Motive I tried to extract characters from subtitles (OpenCV: tesseract-ocr edition) Google CloudVision API I would like to use vision /) to extract the subtitle characters.
Method First of all, in order to use the Google Cloud Vision API, you need to register an account on the google cloud console and obtain an API key. For the method, refer to Cloud Vision API Usage Summary (with sample code).
import requests
import json
import base64
import cv2
import sys
if __name__ == "__main__":
KEY = "--- your api key ---"
url = 'https://vision.googleapis.com/v1/images:annotate?key='
api_url = url + KEY
#Image loading
img_file_path = sys.argv[1]
mat = cv2.imread(img_file_path)
#Only the subtitle display part
roi = mat[435:600, :]
# openCV -> base64
result, dst_data = cv2.imencode('.png', roi)

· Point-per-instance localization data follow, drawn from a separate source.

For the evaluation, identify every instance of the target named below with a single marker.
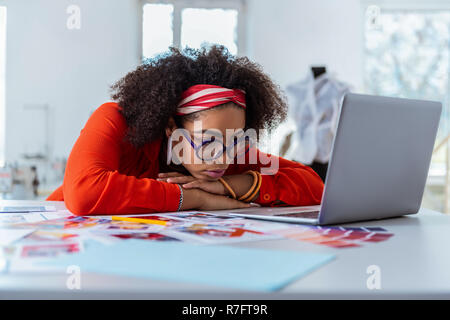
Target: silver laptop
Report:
(378, 166)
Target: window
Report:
(2, 83)
(192, 23)
(407, 52)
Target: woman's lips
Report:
(215, 173)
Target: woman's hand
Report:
(189, 182)
(202, 200)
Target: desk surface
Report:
(414, 263)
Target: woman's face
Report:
(216, 120)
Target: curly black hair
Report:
(149, 95)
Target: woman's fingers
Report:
(218, 202)
(182, 179)
(209, 186)
(169, 174)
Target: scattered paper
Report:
(8, 236)
(241, 268)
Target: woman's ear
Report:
(171, 126)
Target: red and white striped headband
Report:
(205, 96)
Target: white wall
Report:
(70, 70)
(287, 36)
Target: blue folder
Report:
(240, 268)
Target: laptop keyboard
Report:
(308, 214)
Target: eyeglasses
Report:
(213, 148)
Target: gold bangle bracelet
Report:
(250, 191)
(227, 186)
(258, 186)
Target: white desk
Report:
(414, 263)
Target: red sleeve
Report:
(92, 183)
(289, 183)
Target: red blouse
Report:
(107, 175)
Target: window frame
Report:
(4, 35)
(179, 5)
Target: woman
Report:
(125, 161)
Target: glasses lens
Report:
(210, 150)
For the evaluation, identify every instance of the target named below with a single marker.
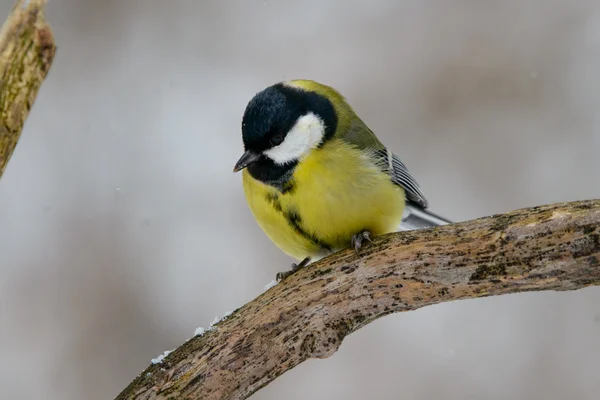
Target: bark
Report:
(554, 247)
(26, 52)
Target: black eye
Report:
(276, 140)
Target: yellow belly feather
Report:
(336, 193)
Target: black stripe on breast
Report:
(295, 221)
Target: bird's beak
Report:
(246, 159)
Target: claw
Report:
(357, 240)
(295, 267)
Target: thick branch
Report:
(26, 53)
(555, 247)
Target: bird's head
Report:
(282, 124)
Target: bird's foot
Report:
(295, 267)
(357, 240)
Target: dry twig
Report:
(26, 52)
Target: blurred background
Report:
(122, 227)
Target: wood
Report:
(26, 52)
(554, 247)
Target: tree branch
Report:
(26, 53)
(554, 247)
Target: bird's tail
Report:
(415, 217)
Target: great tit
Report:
(317, 179)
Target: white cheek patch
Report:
(306, 135)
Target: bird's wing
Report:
(362, 137)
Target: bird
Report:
(317, 179)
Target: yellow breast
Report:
(334, 193)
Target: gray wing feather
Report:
(392, 165)
(362, 137)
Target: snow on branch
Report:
(26, 52)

img_content = base64.b64encode(dst_data)
#Create request body
req_body = json.dumps({
'requests': [{
'image': {
'content': img_content.decode('utf-8')
},
'features': [{
'type': 'DOCUMENT_TEXT_DETECTION'
}]
}]
})
#Request issuance
res = requests.post(api_url, data=req_body)
#Image information acquisition from request
res_json = res.json()['responses']
if 0 < len(res_json[0]):
textobj = res_json[0]['textAnnotations'][0]

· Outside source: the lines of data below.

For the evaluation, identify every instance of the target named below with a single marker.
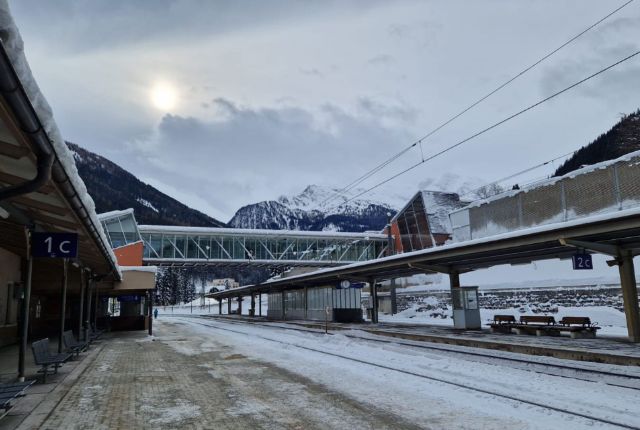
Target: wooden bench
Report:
(502, 323)
(535, 324)
(10, 392)
(72, 345)
(43, 358)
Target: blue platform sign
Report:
(582, 262)
(54, 245)
(129, 298)
(348, 284)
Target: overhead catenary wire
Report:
(394, 157)
(494, 125)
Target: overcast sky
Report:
(273, 95)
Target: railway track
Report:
(583, 373)
(424, 376)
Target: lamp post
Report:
(392, 287)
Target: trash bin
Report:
(466, 310)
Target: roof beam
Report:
(13, 151)
(602, 248)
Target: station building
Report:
(42, 195)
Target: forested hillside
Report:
(624, 137)
(113, 188)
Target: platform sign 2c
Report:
(54, 245)
(582, 262)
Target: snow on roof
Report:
(438, 205)
(551, 181)
(256, 232)
(149, 269)
(14, 46)
(115, 214)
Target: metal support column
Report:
(283, 303)
(454, 279)
(394, 302)
(87, 318)
(24, 314)
(63, 301)
(95, 310)
(150, 299)
(629, 295)
(374, 301)
(83, 281)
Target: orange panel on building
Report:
(130, 255)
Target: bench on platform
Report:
(10, 392)
(502, 323)
(43, 357)
(72, 345)
(545, 325)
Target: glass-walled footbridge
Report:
(173, 245)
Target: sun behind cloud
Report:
(164, 96)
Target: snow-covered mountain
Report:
(319, 209)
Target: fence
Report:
(606, 187)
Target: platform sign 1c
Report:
(54, 245)
(582, 262)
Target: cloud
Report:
(380, 60)
(250, 154)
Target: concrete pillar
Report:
(63, 301)
(630, 295)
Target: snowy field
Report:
(611, 321)
(427, 388)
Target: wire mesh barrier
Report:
(603, 188)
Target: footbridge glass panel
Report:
(184, 244)
(120, 227)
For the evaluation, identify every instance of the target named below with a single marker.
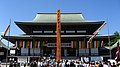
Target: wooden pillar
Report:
(58, 37)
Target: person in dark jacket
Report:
(11, 65)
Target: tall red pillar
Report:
(58, 37)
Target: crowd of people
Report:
(48, 62)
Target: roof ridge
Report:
(62, 13)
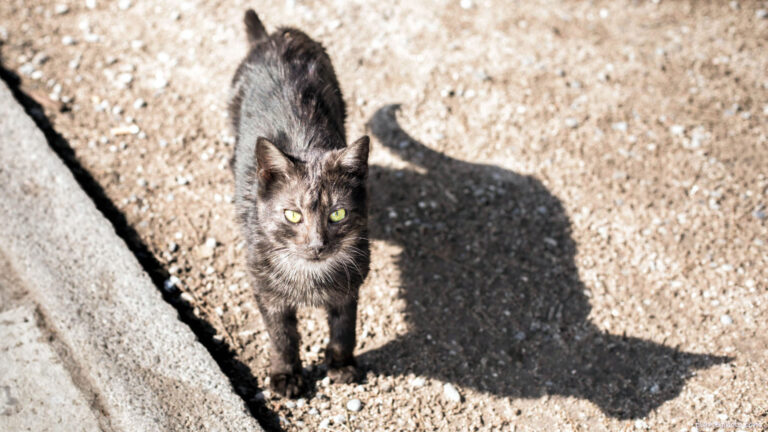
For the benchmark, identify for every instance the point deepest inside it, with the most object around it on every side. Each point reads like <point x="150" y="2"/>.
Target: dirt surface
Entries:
<point x="568" y="207"/>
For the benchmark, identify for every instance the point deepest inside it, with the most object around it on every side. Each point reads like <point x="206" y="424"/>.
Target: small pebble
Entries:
<point x="619" y="126"/>
<point x="171" y="283"/>
<point x="571" y="122"/>
<point x="124" y="79"/>
<point x="418" y="382"/>
<point x="677" y="130"/>
<point x="354" y="405"/>
<point x="450" y="393"/>
<point x="40" y="58"/>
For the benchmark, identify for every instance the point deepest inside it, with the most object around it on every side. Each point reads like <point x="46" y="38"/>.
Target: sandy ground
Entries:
<point x="568" y="199"/>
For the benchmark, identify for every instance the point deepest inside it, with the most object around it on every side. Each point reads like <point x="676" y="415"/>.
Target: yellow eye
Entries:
<point x="338" y="215"/>
<point x="292" y="216"/>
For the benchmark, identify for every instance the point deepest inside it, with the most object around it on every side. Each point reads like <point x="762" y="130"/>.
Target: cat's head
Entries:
<point x="314" y="211"/>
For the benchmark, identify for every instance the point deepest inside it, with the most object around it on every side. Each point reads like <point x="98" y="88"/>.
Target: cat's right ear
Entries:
<point x="271" y="162"/>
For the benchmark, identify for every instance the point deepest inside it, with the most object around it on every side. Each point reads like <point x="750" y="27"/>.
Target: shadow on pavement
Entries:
<point x="494" y="300"/>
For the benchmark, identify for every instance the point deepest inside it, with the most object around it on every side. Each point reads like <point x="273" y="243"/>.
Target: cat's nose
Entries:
<point x="316" y="246"/>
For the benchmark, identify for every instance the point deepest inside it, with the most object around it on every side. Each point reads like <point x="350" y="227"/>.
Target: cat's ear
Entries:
<point x="271" y="162"/>
<point x="354" y="158"/>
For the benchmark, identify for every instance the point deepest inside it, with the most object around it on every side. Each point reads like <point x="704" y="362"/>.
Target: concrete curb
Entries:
<point x="137" y="364"/>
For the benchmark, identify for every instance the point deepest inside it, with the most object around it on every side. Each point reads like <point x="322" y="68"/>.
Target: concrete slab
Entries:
<point x="126" y="352"/>
<point x="36" y="392"/>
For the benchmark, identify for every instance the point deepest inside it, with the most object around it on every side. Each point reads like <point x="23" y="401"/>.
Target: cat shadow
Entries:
<point x="492" y="291"/>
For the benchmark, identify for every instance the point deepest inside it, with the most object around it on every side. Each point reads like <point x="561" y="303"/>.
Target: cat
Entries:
<point x="300" y="197"/>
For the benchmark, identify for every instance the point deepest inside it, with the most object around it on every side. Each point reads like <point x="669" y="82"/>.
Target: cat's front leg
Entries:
<point x="285" y="365"/>
<point x="339" y="354"/>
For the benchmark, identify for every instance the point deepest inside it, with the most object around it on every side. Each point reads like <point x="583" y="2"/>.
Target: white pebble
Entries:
<point x="571" y="122"/>
<point x="418" y="382"/>
<point x="619" y="126"/>
<point x="450" y="393"/>
<point x="125" y="79"/>
<point x="171" y="283"/>
<point x="354" y="405"/>
<point x="677" y="130"/>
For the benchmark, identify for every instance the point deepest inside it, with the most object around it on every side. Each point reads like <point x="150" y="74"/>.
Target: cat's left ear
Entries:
<point x="354" y="158"/>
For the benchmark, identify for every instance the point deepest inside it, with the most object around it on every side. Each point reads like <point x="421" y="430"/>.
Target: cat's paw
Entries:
<point x="344" y="374"/>
<point x="287" y="385"/>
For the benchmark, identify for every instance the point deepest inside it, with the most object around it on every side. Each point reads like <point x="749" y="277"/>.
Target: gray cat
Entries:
<point x="300" y="195"/>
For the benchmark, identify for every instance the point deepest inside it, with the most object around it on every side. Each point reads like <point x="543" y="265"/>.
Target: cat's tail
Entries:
<point x="254" y="28"/>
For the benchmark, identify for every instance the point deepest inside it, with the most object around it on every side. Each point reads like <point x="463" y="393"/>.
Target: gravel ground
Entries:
<point x="569" y="199"/>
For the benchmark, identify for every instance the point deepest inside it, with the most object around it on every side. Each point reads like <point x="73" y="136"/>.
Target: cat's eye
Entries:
<point x="338" y="215"/>
<point x="292" y="216"/>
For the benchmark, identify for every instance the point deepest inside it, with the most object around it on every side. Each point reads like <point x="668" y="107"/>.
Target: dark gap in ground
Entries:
<point x="242" y="380"/>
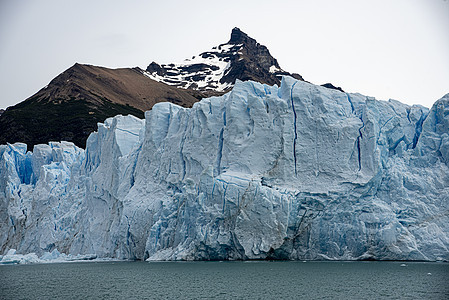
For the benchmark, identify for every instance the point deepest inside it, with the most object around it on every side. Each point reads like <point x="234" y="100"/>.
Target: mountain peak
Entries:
<point x="216" y="71"/>
<point x="239" y="37"/>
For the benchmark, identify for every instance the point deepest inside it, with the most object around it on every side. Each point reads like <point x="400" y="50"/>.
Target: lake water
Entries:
<point x="226" y="280"/>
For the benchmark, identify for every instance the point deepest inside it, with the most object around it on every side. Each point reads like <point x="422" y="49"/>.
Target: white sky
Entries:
<point x="395" y="49"/>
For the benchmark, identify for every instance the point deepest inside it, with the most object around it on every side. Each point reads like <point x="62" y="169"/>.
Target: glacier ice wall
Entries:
<point x="291" y="172"/>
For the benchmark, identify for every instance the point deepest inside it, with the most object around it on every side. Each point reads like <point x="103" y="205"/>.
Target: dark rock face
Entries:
<point x="242" y="57"/>
<point x="70" y="107"/>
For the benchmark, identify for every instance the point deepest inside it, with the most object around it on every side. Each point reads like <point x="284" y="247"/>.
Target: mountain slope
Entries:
<point x="291" y="172"/>
<point x="242" y="57"/>
<point x="72" y="104"/>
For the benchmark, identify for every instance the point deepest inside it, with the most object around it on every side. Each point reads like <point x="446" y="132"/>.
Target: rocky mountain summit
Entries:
<point x="72" y="104"/>
<point x="242" y="57"/>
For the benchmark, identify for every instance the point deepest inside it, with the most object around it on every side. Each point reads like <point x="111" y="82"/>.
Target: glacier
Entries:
<point x="263" y="172"/>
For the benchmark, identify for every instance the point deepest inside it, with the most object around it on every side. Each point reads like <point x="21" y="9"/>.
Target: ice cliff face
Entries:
<point x="295" y="172"/>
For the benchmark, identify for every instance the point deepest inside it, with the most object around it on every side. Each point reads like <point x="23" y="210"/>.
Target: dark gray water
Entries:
<point x="226" y="280"/>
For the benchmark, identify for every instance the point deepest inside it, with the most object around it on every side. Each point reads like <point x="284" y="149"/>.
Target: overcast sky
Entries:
<point x="395" y="49"/>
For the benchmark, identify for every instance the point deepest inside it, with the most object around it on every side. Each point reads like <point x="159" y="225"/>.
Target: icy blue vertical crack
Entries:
<point x="418" y="129"/>
<point x="182" y="157"/>
<point x="408" y="109"/>
<point x="295" y="127"/>
<point x="220" y="146"/>
<point x="225" y="187"/>
<point x="220" y="152"/>
<point x="359" y="153"/>
<point x="350" y="102"/>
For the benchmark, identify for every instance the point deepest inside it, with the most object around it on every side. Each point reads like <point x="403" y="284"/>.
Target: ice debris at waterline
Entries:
<point x="295" y="172"/>
<point x="48" y="257"/>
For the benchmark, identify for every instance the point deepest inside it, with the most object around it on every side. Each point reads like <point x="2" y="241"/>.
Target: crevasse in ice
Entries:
<point x="291" y="172"/>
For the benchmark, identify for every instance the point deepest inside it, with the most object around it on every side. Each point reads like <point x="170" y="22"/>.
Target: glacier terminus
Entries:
<point x="263" y="172"/>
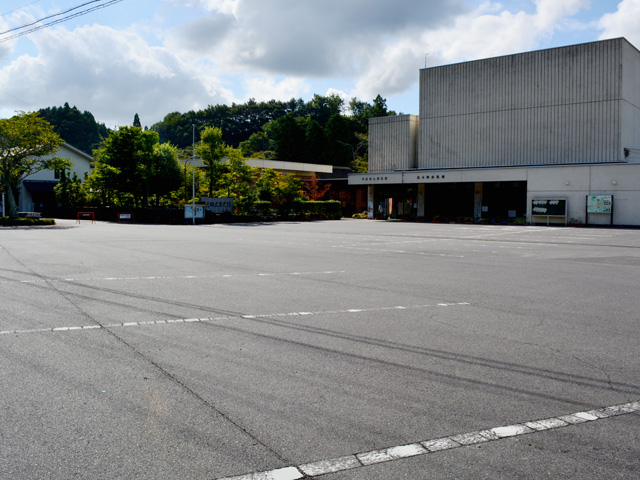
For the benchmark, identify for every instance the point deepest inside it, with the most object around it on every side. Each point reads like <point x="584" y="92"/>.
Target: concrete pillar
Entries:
<point x="370" y="202"/>
<point x="422" y="188"/>
<point x="477" y="201"/>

print("".join(textobj["description"].strip().split("\n")))
When requesting api, I design json by converting the image to base64 as a character string.
src = cv2.imread("image_path")
result, dst_data = cv2.imencode('.png', src)
img_content = base64.b64encode(dst_data)
You can convert from openCV with.
In addition, it is sufficient to extract characters while calling the API with sequential processing as it is, but if parallel processing is performed using ʻasyncio, the processing speed will increase. The reason for using ʻasyncio
is that it is more stable than multiprocessing.Pool
because it blocks API response processing within the coroutine.
async def main_image_process(src):
#Processed to make character recognition easier
gray_frame = pre_process(src.content)
#Trim only where telop is likely to appear
roi = gray_frame[435:600, :]
#Extract text
text = await extractTelopText(roi)
await asyncio.sleep(2)
dst = await createFooterTelop(src.content)
dst = await addJapaneseTelop(dst, text, 20, cap_height + telop_height - 30)
dst = await addASCIITelop(dst, str(src.timestamp) + "[sec]", cap_width - 250, cap_height + telop_height - 10, color=(0,255,0))
return MovieFrame(src.id, dst, src.timestamp)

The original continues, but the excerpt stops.